First look at JavaFX 1.2, Part II

Posted by opinali on June 10, 2009 at 8:02 AM PDT

Check first part here. By just adding -server, I got the following results (standard runs, without removing the toolbar or any other tricks):

  • 16 Balls @ 980fps (1% CPU): 1.47X faster than HotSpot Client;
  • 128 Balls @ 460fps (14% CPU): 1.39X faster;
  • Adaptive mode / 285 Balls @ 200fps (20% CPU): 1.28X more load;
  • Adaptive mode / 610 Balls @ 60fps (24% CPU) : 1.08X more load;

HotSpot Server is not adequate for internet deployments or client software: not included in the public JRE, bigger loading time, bigger memory footprint. Typical Server warmup behavior applies: the 16 Balls benchmark (for example) only reaches its maximum score after ~45s of execution. In a real application with a "normal" frame rate, Server might take even more time to fully optimize JavaFX, unless the lower fps is compensated by a more complex scene.

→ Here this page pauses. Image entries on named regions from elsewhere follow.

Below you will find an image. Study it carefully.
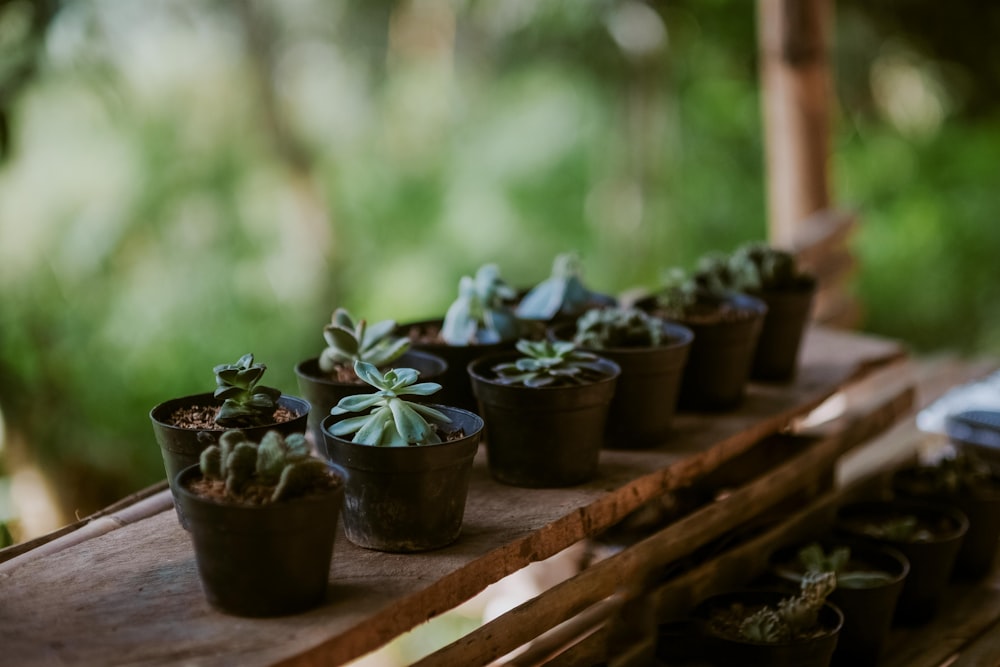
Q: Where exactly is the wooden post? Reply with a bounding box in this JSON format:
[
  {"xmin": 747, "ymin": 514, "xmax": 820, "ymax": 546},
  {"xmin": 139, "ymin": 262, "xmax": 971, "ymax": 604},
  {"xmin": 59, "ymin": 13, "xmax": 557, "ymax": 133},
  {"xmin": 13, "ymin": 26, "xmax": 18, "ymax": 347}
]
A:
[{"xmin": 757, "ymin": 0, "xmax": 833, "ymax": 247}]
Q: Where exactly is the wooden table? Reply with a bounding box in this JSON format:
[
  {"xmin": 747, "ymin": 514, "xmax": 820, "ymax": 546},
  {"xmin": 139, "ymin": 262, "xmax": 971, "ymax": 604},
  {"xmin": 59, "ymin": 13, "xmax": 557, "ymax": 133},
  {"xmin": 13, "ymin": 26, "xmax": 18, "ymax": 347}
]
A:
[{"xmin": 0, "ymin": 328, "xmax": 913, "ymax": 666}]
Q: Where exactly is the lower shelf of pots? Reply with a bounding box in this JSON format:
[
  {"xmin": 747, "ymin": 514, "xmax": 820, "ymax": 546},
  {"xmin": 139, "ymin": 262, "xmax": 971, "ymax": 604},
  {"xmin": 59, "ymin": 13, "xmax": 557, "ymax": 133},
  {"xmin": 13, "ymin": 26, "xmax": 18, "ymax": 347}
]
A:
[{"xmin": 9, "ymin": 328, "xmax": 1000, "ymax": 666}]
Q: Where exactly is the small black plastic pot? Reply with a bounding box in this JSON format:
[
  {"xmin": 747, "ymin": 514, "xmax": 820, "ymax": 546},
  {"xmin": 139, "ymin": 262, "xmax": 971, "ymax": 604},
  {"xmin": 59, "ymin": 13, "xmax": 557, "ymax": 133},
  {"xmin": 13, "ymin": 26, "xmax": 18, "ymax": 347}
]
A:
[
  {"xmin": 551, "ymin": 322, "xmax": 694, "ymax": 449},
  {"xmin": 322, "ymin": 404, "xmax": 483, "ymax": 553},
  {"xmin": 834, "ymin": 499, "xmax": 969, "ymax": 625},
  {"xmin": 396, "ymin": 319, "xmax": 517, "ymax": 413},
  {"xmin": 636, "ymin": 292, "xmax": 767, "ymax": 411},
  {"xmin": 892, "ymin": 466, "xmax": 1000, "ymax": 579},
  {"xmin": 295, "ymin": 349, "xmax": 448, "ymax": 448},
  {"xmin": 750, "ymin": 282, "xmax": 816, "ymax": 382},
  {"xmin": 691, "ymin": 590, "xmax": 844, "ymax": 667},
  {"xmin": 771, "ymin": 540, "xmax": 910, "ymax": 667},
  {"xmin": 149, "ymin": 393, "xmax": 311, "ymax": 500},
  {"xmin": 175, "ymin": 465, "xmax": 344, "ymax": 616},
  {"xmin": 469, "ymin": 352, "xmax": 621, "ymax": 488}
]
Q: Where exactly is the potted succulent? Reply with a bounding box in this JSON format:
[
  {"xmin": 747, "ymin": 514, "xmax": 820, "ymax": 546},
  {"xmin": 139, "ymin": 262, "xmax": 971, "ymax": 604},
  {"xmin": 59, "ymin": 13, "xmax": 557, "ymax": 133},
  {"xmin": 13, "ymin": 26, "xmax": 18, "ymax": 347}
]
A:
[
  {"xmin": 771, "ymin": 540, "xmax": 910, "ymax": 665},
  {"xmin": 552, "ymin": 306, "xmax": 694, "ymax": 448},
  {"xmin": 149, "ymin": 354, "xmax": 311, "ymax": 500},
  {"xmin": 834, "ymin": 499, "xmax": 969, "ymax": 625},
  {"xmin": 709, "ymin": 241, "xmax": 817, "ymax": 381},
  {"xmin": 692, "ymin": 572, "xmax": 844, "ymax": 667},
  {"xmin": 636, "ymin": 263, "xmax": 767, "ymax": 410},
  {"xmin": 176, "ymin": 430, "xmax": 344, "ymax": 616},
  {"xmin": 397, "ymin": 264, "xmax": 521, "ymax": 412},
  {"xmin": 892, "ymin": 450, "xmax": 1000, "ymax": 579},
  {"xmin": 514, "ymin": 252, "xmax": 618, "ymax": 324},
  {"xmin": 295, "ymin": 308, "xmax": 447, "ymax": 446},
  {"xmin": 322, "ymin": 361, "xmax": 483, "ymax": 552},
  {"xmin": 469, "ymin": 339, "xmax": 621, "ymax": 487}
]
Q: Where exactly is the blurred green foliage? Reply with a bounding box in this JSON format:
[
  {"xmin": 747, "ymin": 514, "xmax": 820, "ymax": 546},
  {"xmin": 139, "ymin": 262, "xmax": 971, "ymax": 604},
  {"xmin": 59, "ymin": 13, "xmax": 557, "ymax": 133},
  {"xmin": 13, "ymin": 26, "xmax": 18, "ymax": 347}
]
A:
[{"xmin": 0, "ymin": 0, "xmax": 1000, "ymax": 520}]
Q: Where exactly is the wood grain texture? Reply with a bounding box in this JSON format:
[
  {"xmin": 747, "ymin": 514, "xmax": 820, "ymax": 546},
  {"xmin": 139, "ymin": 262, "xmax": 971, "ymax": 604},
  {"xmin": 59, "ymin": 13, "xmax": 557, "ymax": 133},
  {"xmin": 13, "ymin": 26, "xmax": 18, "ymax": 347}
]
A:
[{"xmin": 0, "ymin": 329, "xmax": 905, "ymax": 666}]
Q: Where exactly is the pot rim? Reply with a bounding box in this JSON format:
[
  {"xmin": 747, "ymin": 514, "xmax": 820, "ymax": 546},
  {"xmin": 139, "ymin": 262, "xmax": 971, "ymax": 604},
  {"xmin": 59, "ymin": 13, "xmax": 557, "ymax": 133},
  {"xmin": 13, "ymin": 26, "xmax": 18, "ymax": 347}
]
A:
[{"xmin": 466, "ymin": 351, "xmax": 622, "ymax": 392}]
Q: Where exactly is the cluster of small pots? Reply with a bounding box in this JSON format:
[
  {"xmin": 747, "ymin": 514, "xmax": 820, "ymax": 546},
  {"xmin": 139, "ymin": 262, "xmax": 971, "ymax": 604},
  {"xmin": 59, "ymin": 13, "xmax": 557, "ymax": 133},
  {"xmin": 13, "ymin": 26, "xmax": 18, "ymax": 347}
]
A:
[
  {"xmin": 657, "ymin": 446, "xmax": 1000, "ymax": 667},
  {"xmin": 150, "ymin": 268, "xmax": 812, "ymax": 616}
]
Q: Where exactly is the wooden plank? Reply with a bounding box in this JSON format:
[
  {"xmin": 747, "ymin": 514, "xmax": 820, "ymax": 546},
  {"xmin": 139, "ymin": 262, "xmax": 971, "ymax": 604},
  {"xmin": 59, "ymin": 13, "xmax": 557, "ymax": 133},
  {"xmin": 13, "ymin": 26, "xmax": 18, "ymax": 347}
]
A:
[
  {"xmin": 0, "ymin": 480, "xmax": 174, "ymax": 564},
  {"xmin": 879, "ymin": 574, "xmax": 1000, "ymax": 667},
  {"xmin": 0, "ymin": 328, "xmax": 905, "ymax": 665},
  {"xmin": 951, "ymin": 622, "xmax": 1000, "ymax": 667}
]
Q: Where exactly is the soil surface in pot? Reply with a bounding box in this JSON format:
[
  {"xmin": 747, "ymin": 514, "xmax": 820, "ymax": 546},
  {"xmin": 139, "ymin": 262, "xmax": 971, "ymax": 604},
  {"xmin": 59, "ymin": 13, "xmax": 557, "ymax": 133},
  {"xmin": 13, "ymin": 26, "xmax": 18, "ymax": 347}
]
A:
[
  {"xmin": 188, "ymin": 475, "xmax": 341, "ymax": 505},
  {"xmin": 166, "ymin": 402, "xmax": 300, "ymax": 431},
  {"xmin": 705, "ymin": 603, "xmax": 830, "ymax": 644},
  {"xmin": 843, "ymin": 514, "xmax": 958, "ymax": 542},
  {"xmin": 777, "ymin": 556, "xmax": 898, "ymax": 590}
]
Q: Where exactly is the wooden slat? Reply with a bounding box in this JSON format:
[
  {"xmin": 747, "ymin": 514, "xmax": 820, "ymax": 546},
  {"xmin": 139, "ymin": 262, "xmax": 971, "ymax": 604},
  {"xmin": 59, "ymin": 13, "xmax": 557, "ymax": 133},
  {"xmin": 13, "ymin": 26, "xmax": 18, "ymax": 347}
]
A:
[{"xmin": 0, "ymin": 328, "xmax": 905, "ymax": 665}]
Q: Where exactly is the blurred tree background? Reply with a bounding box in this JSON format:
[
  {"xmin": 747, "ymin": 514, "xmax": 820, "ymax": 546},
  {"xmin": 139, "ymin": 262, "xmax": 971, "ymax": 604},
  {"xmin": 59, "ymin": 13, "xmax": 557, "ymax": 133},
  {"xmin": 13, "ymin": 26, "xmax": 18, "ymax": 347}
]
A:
[{"xmin": 0, "ymin": 0, "xmax": 1000, "ymax": 537}]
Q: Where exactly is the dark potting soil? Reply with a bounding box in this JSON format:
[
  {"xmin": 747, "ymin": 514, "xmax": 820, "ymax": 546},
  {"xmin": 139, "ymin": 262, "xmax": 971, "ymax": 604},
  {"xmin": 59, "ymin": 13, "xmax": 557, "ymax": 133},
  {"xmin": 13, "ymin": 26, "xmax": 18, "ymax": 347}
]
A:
[
  {"xmin": 188, "ymin": 475, "xmax": 340, "ymax": 505},
  {"xmin": 406, "ymin": 324, "xmax": 447, "ymax": 345},
  {"xmin": 167, "ymin": 404, "xmax": 300, "ymax": 431},
  {"xmin": 844, "ymin": 515, "xmax": 958, "ymax": 542},
  {"xmin": 680, "ymin": 303, "xmax": 757, "ymax": 324},
  {"xmin": 706, "ymin": 602, "xmax": 828, "ymax": 644}
]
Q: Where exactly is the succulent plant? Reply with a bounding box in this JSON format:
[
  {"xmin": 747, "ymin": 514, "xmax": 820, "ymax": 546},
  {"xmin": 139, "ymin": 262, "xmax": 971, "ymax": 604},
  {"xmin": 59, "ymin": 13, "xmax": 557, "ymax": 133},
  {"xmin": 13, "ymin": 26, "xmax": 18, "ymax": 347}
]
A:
[
  {"xmin": 691, "ymin": 252, "xmax": 743, "ymax": 294},
  {"xmin": 212, "ymin": 354, "xmax": 281, "ymax": 428},
  {"xmin": 515, "ymin": 252, "xmax": 615, "ymax": 320},
  {"xmin": 798, "ymin": 542, "xmax": 893, "ymax": 588},
  {"xmin": 319, "ymin": 308, "xmax": 410, "ymax": 373},
  {"xmin": 861, "ymin": 514, "xmax": 931, "ymax": 542},
  {"xmin": 200, "ymin": 430, "xmax": 327, "ymax": 502},
  {"xmin": 906, "ymin": 450, "xmax": 998, "ymax": 496},
  {"xmin": 740, "ymin": 572, "xmax": 837, "ymax": 644},
  {"xmin": 656, "ymin": 267, "xmax": 699, "ymax": 318},
  {"xmin": 798, "ymin": 542, "xmax": 851, "ymax": 572},
  {"xmin": 492, "ymin": 338, "xmax": 607, "ymax": 387},
  {"xmin": 441, "ymin": 264, "xmax": 518, "ymax": 345},
  {"xmin": 729, "ymin": 241, "xmax": 814, "ymax": 291},
  {"xmin": 330, "ymin": 361, "xmax": 451, "ymax": 447},
  {"xmin": 573, "ymin": 306, "xmax": 666, "ymax": 350}
]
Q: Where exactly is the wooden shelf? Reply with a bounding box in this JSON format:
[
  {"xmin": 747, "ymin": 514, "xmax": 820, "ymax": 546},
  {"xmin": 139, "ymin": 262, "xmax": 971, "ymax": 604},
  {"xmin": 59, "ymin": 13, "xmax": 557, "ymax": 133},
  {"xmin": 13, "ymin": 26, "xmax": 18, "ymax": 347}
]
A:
[{"xmin": 0, "ymin": 328, "xmax": 908, "ymax": 665}]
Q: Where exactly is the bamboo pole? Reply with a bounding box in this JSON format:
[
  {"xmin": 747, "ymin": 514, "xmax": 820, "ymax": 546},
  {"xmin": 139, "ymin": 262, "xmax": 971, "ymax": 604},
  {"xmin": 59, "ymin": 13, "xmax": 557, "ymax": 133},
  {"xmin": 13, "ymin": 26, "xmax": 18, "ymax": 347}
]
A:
[{"xmin": 757, "ymin": 0, "xmax": 833, "ymax": 247}]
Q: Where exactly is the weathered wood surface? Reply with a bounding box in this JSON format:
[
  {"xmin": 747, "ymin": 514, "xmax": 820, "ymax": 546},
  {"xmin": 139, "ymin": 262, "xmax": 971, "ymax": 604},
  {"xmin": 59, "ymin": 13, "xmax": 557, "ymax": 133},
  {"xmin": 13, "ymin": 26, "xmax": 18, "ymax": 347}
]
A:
[{"xmin": 0, "ymin": 329, "xmax": 905, "ymax": 665}]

But these results are surprising because I'd think that after JavaFX 1.2's scene graph improvements, JavaFX Ball's performance would already be dominated by native code (FX lays over a good chunk of native libs, from its own runtime and also Java2D's accelerated pipelines). So, we can see interesting potential. Java code in the runtime is still very significant, and maybe the new Scene Graph code (and also Java2D) can be further optimized... Or replaced by even more native code. Sun has already abandoned the PureJava dogma for the JavaFX runtime (the Mobile runtime, apparently, is even more native), so I wouldn't write that off. HotSpot's JIT rules and all, it often delivers C-level code speed, but no bytecode/JIT technology will ever compete with native code for near-zero loading time and minimal memory usage.

[The only reason why competitors like Flash has that split-second loading time is that its runtime is basically a monolithic blob of native code written in C/C++. Flash's managed code (AS3) is not significantly better than Java in loading time, and is just as bad in resource usage and worse in execution performance. Just look at AIR applications, they are every bit as slow-loading and memory-hungry as Swing applets, because AIR's frameworks are written in ActionScript.]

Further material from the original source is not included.